Monday, August 1, 2011

Symmetric Starship Doors

This week I took a break from working on my lunar-lander game to go back and fix the level symmetry in a simple game I made a couple years ago.

SpaceRL (unimaginative working title) is a turn-based, grid-based, Roguelike-inspired attempt to represent zero-gravity motion; in particular, the ability to shoot a gun in one direction whilst floating in another direction. It's inspired by the cover of Tobias Buckell's book Ragamuffin:



The game is very simple at the moment: survey derelict, monster-infested starship wrecks and identify the crew remains. The basic combat maneuver is shown above: get some monsters following you, find a straight corridor, kick off, and blow them away as they pursue.

Coming up with level design that suggests a starship was an interesting challenge. I want something that appears to have been constructed along an axis of symmetry but that due to barricades and debris can no longer be navigated straightforwardly.

This week I finished making door placement be symmetric across the central axis.

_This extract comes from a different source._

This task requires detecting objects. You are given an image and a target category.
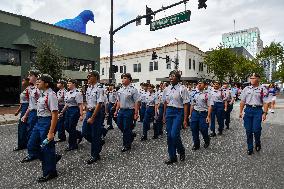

I also experimented with making the levels into simply-connected mazes. If there is only one way to get to each room from the entrance, the player will need to backtrack more in the process of visiting every room. Whether this is fun or not is debatable; it depends on whether revisiting rooms is interesting. I've thought about having the player eventually find the artificial gravity controls, for instance. Gravity would remove your ability to move and shoot simultaneously, which would change the experience.

The more-likely solution will be the typical thing of having shortcuts back toward the root of the tree that the player can open up. For instance, there might be a door that is barricaded from one side; once the player gets to that other side via a round-about route they can un-barricade it and take the shortcut.

Here are four versions of the same map:

Asymmetric


Symmetric


Asymmetric Maze


Symmetric Maze



The percent signs in the maps represent destroyed doors. They are there to imply that the original layout was symmetric even if the current connectivity is not. The “symmetric” level style means the generation algorithm attempts to connect matching pairs of rooms on opposite sides of the symmetry axis at the same time, rather than leaving it to chance. Without it there tend to be more destroyed doors.